Posted on 21 Aug 2015
Japan's crude steel output fell 4.9 per cent in July from a year earlier to 8.84 million tonnes, booking an 11th straight month decline and hitting a six-year low for the month, as slumping demand and high inventories forced steelmakers to cut output.
The slump underlines the latest in a series of signs of economic slowdown, adding pressure on Prime Minister Shinzo Abe to lift the economy out of decades of deflation.
In April-June, the Japanese economy
shrank at an annualised pace of 1.6 per cent as exports slumped and consumers
cut back spending.
Japan's monthly crude steel production has been on a downtrend since late last year, weighed down by languid consumption of cars and houses after a sales tax hike in April 2014, which caused a rise in stockpile of steel products.
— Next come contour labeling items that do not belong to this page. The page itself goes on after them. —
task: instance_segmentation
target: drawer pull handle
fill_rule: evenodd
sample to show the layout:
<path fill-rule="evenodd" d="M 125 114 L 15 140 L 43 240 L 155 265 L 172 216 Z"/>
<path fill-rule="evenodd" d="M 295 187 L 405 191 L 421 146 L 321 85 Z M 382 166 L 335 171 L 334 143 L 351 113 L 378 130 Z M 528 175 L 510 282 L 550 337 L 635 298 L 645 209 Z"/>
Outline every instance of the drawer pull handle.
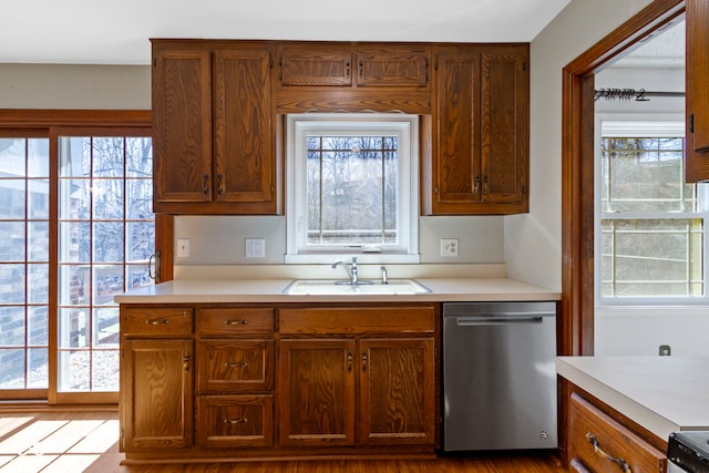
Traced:
<path fill-rule="evenodd" d="M 246 418 L 238 418 L 238 419 L 225 419 L 224 423 L 225 424 L 245 424 L 246 422 L 248 422 L 248 419 Z"/>
<path fill-rule="evenodd" d="M 246 320 L 246 319 L 242 319 L 242 320 L 226 319 L 226 320 L 224 320 L 224 325 L 225 326 L 247 326 L 248 325 L 248 320 Z"/>
<path fill-rule="evenodd" d="M 594 446 L 594 452 L 596 452 L 604 459 L 612 461 L 613 463 L 616 463 L 618 466 L 623 469 L 623 473 L 633 473 L 630 465 L 628 464 L 628 462 L 625 461 L 625 459 L 618 459 L 616 456 L 612 456 L 606 452 L 604 452 L 603 450 L 600 450 L 600 448 L 598 446 L 598 440 L 596 439 L 596 435 L 588 432 L 586 433 L 586 439 L 588 439 L 588 442 L 590 442 L 590 444 Z"/>
<path fill-rule="evenodd" d="M 224 366 L 227 368 L 248 368 L 248 363 L 246 361 L 227 361 Z"/>

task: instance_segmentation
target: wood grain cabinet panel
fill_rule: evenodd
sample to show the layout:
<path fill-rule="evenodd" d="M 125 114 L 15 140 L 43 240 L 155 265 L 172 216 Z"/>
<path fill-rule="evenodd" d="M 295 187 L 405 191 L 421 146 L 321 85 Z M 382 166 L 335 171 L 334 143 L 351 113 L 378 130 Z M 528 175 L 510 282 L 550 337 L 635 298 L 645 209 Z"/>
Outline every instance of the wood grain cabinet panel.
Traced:
<path fill-rule="evenodd" d="M 354 444 L 353 340 L 281 340 L 279 441 L 288 446 Z"/>
<path fill-rule="evenodd" d="M 196 429 L 197 444 L 207 449 L 271 446 L 274 397 L 199 397 Z"/>
<path fill-rule="evenodd" d="M 359 442 L 433 443 L 433 338 L 359 342 Z"/>
<path fill-rule="evenodd" d="M 199 392 L 274 389 L 274 340 L 202 340 L 197 360 Z"/>
<path fill-rule="evenodd" d="M 434 55 L 423 213 L 528 212 L 528 47 L 439 45 Z"/>
<path fill-rule="evenodd" d="M 267 43 L 153 40 L 153 209 L 280 212 Z"/>
<path fill-rule="evenodd" d="M 125 452 L 185 449 L 194 431 L 192 340 L 131 339 L 121 347 Z"/>
<path fill-rule="evenodd" d="M 575 471 L 666 471 L 666 452 L 657 450 L 576 393 L 571 397 L 569 424 L 569 457 Z"/>
<path fill-rule="evenodd" d="M 709 179 L 709 1 L 687 0 L 687 182 Z"/>

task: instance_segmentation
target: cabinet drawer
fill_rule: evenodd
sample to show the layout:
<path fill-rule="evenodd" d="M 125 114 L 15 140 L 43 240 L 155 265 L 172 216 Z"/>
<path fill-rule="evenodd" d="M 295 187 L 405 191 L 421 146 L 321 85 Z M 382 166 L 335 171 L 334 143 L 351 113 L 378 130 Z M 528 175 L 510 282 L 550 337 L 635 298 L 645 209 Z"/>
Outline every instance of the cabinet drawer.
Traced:
<path fill-rule="evenodd" d="M 274 309 L 214 308 L 197 310 L 199 337 L 267 336 L 274 332 Z"/>
<path fill-rule="evenodd" d="M 273 340 L 203 340 L 197 343 L 199 391 L 274 389 Z"/>
<path fill-rule="evenodd" d="M 664 452 L 637 436 L 578 394 L 571 398 L 569 456 L 592 472 L 664 472 Z"/>
<path fill-rule="evenodd" d="M 197 443 L 206 448 L 270 446 L 273 395 L 203 395 L 197 400 Z"/>
<path fill-rule="evenodd" d="M 280 309 L 281 335 L 433 333 L 433 307 Z"/>
<path fill-rule="evenodd" d="M 124 337 L 191 336 L 192 307 L 121 307 Z"/>

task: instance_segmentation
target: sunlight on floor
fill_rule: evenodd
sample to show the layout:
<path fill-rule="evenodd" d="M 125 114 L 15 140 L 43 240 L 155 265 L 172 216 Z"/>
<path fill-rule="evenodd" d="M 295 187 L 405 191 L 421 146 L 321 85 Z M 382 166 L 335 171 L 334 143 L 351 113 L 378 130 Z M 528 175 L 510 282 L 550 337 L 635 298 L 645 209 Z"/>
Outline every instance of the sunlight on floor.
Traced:
<path fill-rule="evenodd" d="M 1 473 L 82 472 L 119 441 L 119 421 L 47 420 L 47 415 L 0 419 Z"/>

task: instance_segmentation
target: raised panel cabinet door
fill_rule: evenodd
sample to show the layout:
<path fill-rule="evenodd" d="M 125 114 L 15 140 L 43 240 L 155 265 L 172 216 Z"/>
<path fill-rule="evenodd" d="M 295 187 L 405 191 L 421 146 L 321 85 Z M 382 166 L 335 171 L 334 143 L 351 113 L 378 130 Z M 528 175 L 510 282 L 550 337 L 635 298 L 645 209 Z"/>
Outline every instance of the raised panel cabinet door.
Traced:
<path fill-rule="evenodd" d="M 273 394 L 199 397 L 196 436 L 206 448 L 273 445 Z"/>
<path fill-rule="evenodd" d="M 440 48 L 436 54 L 432 156 L 432 208 L 427 213 L 465 213 L 480 202 L 480 54 Z"/>
<path fill-rule="evenodd" d="M 125 452 L 192 445 L 193 363 L 192 340 L 124 340 L 120 399 Z"/>
<path fill-rule="evenodd" d="M 709 0 L 687 0 L 687 182 L 709 179 Z"/>
<path fill-rule="evenodd" d="M 424 45 L 386 45 L 356 52 L 357 86 L 425 88 L 429 55 Z"/>
<path fill-rule="evenodd" d="M 354 444 L 354 341 L 280 340 L 281 445 Z"/>
<path fill-rule="evenodd" d="M 284 44 L 281 86 L 351 86 L 352 51 L 342 45 Z"/>
<path fill-rule="evenodd" d="M 197 360 L 201 392 L 274 389 L 273 340 L 201 340 Z"/>
<path fill-rule="evenodd" d="M 522 49 L 524 47 L 520 47 Z M 526 210 L 528 80 L 524 51 L 481 56 L 481 198 Z"/>
<path fill-rule="evenodd" d="M 433 339 L 359 342 L 359 443 L 433 444 Z"/>
<path fill-rule="evenodd" d="M 215 199 L 254 213 L 276 212 L 270 69 L 265 47 L 214 53 Z"/>
<path fill-rule="evenodd" d="M 208 51 L 153 45 L 153 179 L 160 203 L 210 202 L 212 62 Z"/>

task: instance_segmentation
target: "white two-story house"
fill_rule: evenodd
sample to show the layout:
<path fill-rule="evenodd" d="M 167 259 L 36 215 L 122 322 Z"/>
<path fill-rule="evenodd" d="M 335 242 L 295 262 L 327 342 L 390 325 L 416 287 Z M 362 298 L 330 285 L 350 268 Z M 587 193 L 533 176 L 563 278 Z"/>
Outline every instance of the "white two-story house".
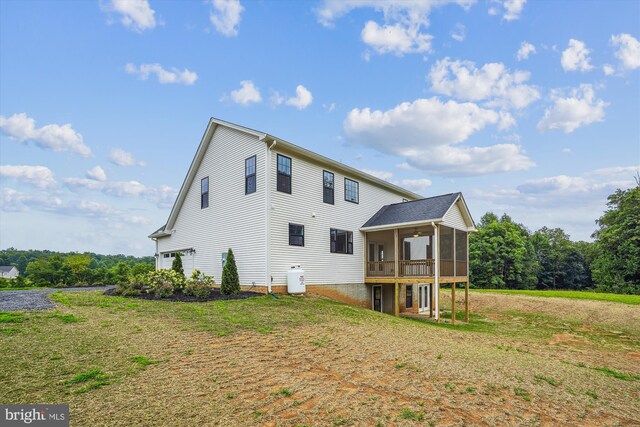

Depressing export margins due to plunging steel prices in Asia, hit by massive exports from China, also led Japanese steelmakers like Nippon Steel & Sumitomo Metal Corp and JFE Steel, a unit of JFE Holdings Inc, to slash output.
The July output of 8.84 million
tonnes marked the lowest for the month since 2009 when a global financial
crisis battered demand, a researcher at the Japan Iron and Steel Federation
said. Output, which is not seasonally-adjusted, climbed 3.6 per cent from June.
Domestic inventory of steel products, except for specialty steel, fell 2.1 per cent in June from a year ago and 2.7 per cent from the previous month, but an inventory turnover ratio stood at 147.1 per cent, above 120 per cent which is seen to be a healthy level, the researcher said.